Maybe the music is Progressive in a more literal sense of the word. Most of the songs here begin in a more or less rational frame of mind, but progressively lose their already tenuous hold on anything resembling sanity. The album's title track, excerpted from the 1975 "Slow Dazzle" LP, is a good example: in less than four minutes it drags the listener through a netherworld of parrot sh!t; parrot spit; piss that missed the pot; poison souls; and the singer's urgent encouragement to "kill all you want; make sure, do it right..."

We're a long way from the Heart of the Sunrise, in other words. And that's before the jaw-dropping dementia of "Leaving It Up To You", omitted from the 1975 album "Helen of Troy", possibly due more to Cale's delivery than his lyrical content. Or the nihilistic philosophy expressed in "Fear is a Man's Best Friend" and "Gun". Or the rape of Elvis Presley in the malevolent update of "Heartbreak Hotel", sung as if by an axe-murderer approaching an ecstasy of bloodlust.
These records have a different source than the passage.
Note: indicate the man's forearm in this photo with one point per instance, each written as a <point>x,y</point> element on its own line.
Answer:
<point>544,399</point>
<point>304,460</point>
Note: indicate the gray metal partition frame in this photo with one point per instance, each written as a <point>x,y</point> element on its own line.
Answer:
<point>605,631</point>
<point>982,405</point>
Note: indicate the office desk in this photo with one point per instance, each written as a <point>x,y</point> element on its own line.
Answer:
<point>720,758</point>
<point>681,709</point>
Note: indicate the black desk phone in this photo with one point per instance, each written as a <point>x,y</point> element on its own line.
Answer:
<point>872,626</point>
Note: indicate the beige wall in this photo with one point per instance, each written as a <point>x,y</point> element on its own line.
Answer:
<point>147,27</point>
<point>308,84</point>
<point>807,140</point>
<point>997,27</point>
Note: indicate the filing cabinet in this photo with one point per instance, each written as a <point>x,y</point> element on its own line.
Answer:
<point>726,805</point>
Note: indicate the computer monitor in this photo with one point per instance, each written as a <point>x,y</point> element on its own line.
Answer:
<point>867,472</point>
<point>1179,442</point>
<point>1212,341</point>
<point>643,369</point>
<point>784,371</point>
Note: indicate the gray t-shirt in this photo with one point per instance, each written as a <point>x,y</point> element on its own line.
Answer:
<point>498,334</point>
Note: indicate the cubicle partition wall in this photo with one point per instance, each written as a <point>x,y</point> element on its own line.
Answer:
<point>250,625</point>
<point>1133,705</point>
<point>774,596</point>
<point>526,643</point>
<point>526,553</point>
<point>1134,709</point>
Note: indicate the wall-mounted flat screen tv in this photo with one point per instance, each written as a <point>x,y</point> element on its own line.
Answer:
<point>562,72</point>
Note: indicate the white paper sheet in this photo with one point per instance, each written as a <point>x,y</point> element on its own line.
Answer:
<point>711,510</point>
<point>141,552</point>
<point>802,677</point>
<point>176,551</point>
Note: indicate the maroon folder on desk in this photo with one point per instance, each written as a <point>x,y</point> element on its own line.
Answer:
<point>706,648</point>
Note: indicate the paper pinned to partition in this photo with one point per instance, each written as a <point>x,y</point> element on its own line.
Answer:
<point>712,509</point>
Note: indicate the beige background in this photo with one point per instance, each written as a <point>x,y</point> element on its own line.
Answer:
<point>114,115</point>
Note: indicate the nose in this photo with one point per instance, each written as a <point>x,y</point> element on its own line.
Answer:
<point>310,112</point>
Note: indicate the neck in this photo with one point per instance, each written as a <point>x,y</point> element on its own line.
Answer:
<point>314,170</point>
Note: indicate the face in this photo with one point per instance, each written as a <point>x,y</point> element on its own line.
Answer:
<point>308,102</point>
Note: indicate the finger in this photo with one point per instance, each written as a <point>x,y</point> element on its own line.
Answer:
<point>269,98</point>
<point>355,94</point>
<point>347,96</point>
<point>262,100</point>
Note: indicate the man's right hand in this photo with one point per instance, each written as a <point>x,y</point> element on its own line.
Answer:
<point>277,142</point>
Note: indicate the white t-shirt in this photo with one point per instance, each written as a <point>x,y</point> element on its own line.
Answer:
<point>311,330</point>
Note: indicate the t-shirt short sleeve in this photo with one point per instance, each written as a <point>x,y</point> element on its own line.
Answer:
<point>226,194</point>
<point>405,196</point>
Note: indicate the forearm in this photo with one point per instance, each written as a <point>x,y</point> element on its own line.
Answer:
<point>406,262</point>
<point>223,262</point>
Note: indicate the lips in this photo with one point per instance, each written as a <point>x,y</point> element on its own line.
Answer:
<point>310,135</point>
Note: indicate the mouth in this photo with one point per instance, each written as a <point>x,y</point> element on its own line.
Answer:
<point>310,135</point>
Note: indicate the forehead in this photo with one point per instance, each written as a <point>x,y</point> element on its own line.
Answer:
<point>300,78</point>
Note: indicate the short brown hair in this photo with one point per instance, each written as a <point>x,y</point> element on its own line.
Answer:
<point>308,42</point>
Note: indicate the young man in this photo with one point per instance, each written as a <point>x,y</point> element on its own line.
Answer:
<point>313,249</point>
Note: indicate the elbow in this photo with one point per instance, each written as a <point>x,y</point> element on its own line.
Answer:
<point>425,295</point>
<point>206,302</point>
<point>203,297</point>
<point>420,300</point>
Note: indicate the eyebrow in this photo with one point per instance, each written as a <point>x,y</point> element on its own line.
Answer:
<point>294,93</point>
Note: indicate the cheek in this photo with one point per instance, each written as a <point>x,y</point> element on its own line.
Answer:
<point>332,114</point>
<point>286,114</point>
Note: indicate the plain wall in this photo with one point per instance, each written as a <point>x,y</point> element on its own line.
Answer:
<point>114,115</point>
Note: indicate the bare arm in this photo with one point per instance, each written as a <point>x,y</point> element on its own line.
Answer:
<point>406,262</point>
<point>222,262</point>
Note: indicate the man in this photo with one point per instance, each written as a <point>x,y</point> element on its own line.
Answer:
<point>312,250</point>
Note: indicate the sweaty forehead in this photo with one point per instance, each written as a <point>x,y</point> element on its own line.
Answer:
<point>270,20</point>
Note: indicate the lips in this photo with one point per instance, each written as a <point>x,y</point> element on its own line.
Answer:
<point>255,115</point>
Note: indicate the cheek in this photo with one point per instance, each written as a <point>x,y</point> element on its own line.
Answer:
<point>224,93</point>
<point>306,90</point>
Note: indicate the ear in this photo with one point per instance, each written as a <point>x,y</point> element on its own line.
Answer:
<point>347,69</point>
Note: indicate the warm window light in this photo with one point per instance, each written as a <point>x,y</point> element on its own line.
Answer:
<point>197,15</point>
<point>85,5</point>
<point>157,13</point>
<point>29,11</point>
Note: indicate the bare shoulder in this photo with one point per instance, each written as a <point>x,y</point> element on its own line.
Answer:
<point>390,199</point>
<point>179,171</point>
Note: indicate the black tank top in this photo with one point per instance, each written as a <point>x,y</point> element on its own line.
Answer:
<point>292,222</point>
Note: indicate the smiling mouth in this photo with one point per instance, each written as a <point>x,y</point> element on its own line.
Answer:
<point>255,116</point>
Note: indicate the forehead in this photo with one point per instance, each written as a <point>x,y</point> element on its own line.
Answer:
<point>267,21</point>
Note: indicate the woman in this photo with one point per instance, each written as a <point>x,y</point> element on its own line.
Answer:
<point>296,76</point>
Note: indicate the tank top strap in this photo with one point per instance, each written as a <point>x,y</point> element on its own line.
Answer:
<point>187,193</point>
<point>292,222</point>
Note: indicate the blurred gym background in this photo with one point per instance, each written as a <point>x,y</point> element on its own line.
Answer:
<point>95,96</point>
Given the extremities of subject and style, even the Prog-Related label might seem like a stretch. But you can see the connection in Cale's choice of session players: Phil Manzanera, Brian Eno, Phil Collins (back when the Genesis drummer still had musical aspirations), and ace guitarist Chris Spedding, the latter not really a Prog artiste but certainly among friends. There are far more comprehensive Cale samplers on the market, spanning a wider cross-section of his larger career. But there's a tighter focus in the limited range of this album. A great song selection, strong performances, and a scary/funny iconic cover photo make it an essential package of truly great hits, most of them below the belt.